Journal des idées et des opinions d’un révolutionnaire de 1830/Mars
Littérature et philosophie mêlées, Texte établi par Cécile Daubray, Imprimerie Nationale, Ollendorff, Albin Michel, , [Hors séries] Philosophie I (p. 102-103).
MARS
Il y avait quelque chose de plus beau que la brochure de M. de C.[1] ;
c’était son silence. Il a eu tort de le rompre. Les Achilles dans leur
tente sont plus formidables que sur le champ de bataille.
13 mars. — Combinaison Casimir Périer. Un homme qui engourdira la
plaie, mais ne la fermera pas ; un palliatif, non la guérison ; un
ministère au laudanum.
« Quelle administration ! quelle époque ! où il faut tout craindre et
tout braver ; où le tumulte renaît du tumulte ; où l’on produit une
émeute par les moyens qu’on prend pour la prévenir ; où il faut
sans cesse de la mesure, et où la mesure paraît équivoque, timide,
pusillanime ; où il faut déployer beaucoup de force, et où la force
paraît tyrannie ; où l’on est assiégé de mille conseils, et où il faut
prendre conseil de soi-même ; où l’on est obligé de redouter jusqu’à
des citoyens dont les intentions sont pures, mais que la défiance,
l’inquiétude, l’exagération, rendent presque aussi redoutables que des
conspirateurs ; où l’on est réduit même, dans des occasions difficiles,
à céder par sagesse, à conduire le désordre pour le retenir, à se
charger d’un emploi glorieux, il est vrai, mais environné d’alarmes
cruelles ; où il faut encore, au milieu de si grandes difficultés,
déployer un front serein, être toujours calme, mettre de l’ordre
jusque dans les plus petits objets, n’offenser personne, guérir toutes
les jalousies, servir sans cesse, et chercher à plaire comme si l’on
ne servait point ! »
Voilà, certes, des paroles qui caractérisent admirablement le moment présent, et qui se superposent étroitement dans leurs moindres détails aux moindres détails de notre situation politique.
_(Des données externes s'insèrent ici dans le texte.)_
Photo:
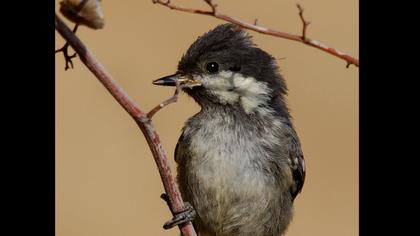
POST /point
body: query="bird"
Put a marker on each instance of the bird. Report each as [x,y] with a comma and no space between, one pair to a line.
[239,160]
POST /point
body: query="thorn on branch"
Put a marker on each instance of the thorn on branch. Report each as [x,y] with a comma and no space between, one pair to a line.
[212,5]
[304,22]
[65,50]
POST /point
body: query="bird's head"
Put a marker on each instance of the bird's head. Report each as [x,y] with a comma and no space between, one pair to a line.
[224,67]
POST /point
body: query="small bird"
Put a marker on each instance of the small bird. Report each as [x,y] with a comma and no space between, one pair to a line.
[239,160]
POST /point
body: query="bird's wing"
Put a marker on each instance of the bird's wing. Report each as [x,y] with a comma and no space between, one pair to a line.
[297,164]
[176,154]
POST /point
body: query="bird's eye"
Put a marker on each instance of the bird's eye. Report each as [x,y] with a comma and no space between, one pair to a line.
[212,67]
[235,68]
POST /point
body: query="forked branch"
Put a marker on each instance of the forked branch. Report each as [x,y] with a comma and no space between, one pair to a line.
[253,26]
[139,116]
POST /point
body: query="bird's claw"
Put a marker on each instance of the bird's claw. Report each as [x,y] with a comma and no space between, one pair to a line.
[185,215]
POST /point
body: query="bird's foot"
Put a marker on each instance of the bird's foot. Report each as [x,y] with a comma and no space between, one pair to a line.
[186,214]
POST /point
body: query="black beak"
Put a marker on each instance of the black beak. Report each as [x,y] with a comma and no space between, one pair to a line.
[169,80]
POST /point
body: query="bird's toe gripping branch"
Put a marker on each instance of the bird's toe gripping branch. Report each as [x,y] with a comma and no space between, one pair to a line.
[187,214]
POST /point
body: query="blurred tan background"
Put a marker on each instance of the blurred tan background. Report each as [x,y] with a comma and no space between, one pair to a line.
[107,183]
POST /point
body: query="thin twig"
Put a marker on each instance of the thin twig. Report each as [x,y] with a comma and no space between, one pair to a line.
[298,38]
[140,117]
[304,22]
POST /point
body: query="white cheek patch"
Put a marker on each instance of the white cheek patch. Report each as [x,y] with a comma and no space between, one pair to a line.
[231,88]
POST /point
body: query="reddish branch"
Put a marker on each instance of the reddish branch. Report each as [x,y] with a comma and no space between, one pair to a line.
[140,117]
[298,38]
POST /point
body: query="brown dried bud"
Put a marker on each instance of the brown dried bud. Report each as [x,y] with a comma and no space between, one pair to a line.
[85,12]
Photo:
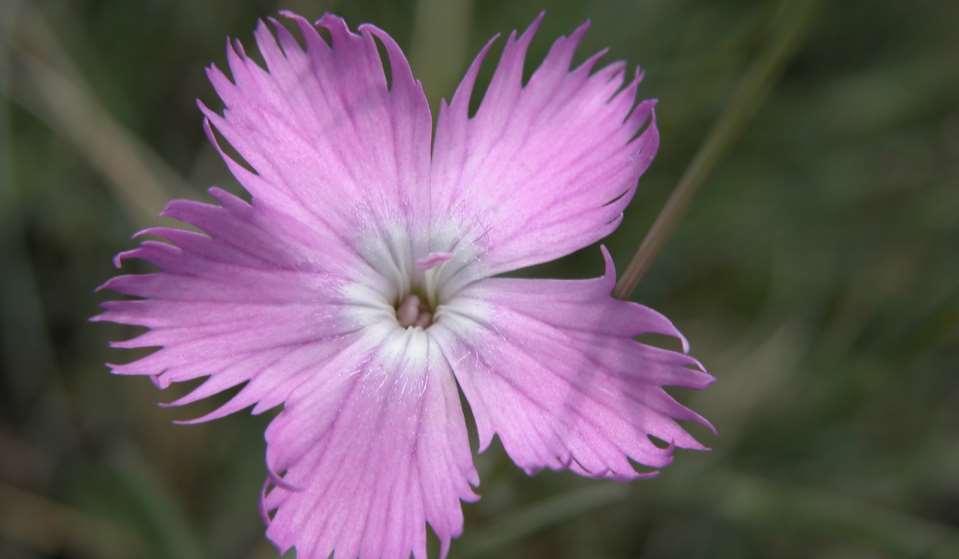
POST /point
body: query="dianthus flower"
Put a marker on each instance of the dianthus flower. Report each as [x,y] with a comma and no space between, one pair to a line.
[359,291]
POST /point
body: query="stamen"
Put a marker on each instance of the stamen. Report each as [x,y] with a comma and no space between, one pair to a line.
[411,312]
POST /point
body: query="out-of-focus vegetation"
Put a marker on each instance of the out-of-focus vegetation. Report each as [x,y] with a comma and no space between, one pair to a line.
[816,275]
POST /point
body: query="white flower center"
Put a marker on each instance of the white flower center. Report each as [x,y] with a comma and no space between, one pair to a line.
[413,312]
[409,288]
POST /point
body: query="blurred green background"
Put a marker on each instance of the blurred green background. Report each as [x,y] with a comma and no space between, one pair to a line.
[815,274]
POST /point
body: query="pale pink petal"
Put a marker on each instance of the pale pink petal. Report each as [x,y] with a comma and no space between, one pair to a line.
[368,451]
[542,169]
[552,367]
[243,301]
[330,139]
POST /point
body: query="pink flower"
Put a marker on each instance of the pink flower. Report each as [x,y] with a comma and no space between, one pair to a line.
[358,288]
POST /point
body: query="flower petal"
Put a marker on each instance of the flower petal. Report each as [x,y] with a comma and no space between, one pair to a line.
[331,139]
[542,169]
[244,302]
[368,451]
[552,367]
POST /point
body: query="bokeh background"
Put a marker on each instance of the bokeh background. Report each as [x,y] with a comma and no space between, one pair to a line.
[815,273]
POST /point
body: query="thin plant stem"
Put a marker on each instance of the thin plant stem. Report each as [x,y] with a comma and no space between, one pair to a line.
[760,78]
[54,90]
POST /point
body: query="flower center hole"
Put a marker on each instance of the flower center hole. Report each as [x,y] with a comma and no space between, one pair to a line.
[414,310]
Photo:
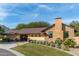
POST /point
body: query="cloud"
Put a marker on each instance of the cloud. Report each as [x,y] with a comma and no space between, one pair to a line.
[44,6]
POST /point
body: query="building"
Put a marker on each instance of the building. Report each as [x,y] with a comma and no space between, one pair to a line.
[57,30]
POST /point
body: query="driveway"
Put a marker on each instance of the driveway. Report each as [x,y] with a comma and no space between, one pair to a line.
[74,51]
[6,51]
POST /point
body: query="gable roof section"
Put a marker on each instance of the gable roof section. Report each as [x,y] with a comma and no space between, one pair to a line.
[31,30]
[54,25]
[26,31]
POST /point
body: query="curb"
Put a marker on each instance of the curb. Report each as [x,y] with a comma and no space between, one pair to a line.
[60,50]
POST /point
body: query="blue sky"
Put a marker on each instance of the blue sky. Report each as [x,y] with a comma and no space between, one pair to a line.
[13,14]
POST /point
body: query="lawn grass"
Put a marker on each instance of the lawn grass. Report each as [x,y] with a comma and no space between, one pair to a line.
[31,49]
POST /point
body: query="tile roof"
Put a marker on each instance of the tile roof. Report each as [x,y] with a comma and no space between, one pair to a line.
[26,31]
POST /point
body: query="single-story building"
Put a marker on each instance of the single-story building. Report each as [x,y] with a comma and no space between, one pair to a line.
[51,33]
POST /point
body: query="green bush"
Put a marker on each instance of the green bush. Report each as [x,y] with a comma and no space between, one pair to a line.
[52,44]
[7,40]
[58,43]
[69,42]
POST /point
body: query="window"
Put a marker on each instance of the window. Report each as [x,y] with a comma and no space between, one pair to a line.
[66,34]
[50,34]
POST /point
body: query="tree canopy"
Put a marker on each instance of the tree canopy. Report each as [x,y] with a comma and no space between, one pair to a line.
[33,25]
[1,30]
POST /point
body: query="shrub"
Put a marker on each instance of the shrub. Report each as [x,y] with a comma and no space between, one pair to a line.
[52,44]
[45,43]
[69,42]
[58,43]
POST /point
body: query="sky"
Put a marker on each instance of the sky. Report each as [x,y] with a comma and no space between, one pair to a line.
[12,14]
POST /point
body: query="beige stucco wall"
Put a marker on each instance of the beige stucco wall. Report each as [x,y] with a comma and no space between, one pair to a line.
[37,38]
[70,31]
[76,39]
Elles ont quarante ans de date. Elles ont été prononcées par Mirabeau, le 19 octobre 1789. Ainsi les révolutions ont de certaines phases qui reviennent invariablement. La révolution de 1789 en était alors où en est la révolution de 1830 aujourd’hui, à la période des insurrections.
Une révolution, quand elle passe de l’état de théorie à l’état d’action, débouche d’ordinaire par l’émeute. L’émeute est la première des diverses formes violentes qu’il est dans la loi d’une révolution de prendre. L’émeute, c’est l’engorgement des intérêts nouveaux, des idées nouvelles, des besoins nouveaux, à toutes les portes trop étroites du vieil édifice politique. Tous veulent entrer à la fois dans toutes les jouissances sociales. Aussi est-il rare qu’une révolution ne commence pas par enfoncer les portes. Il est de l’essence de l’émeute révolutionnaire, qu’il ne faut pas confondre avec les autres sortes d’émeute, d’avoir presque toujours tort dans la forme et raison dans le fond.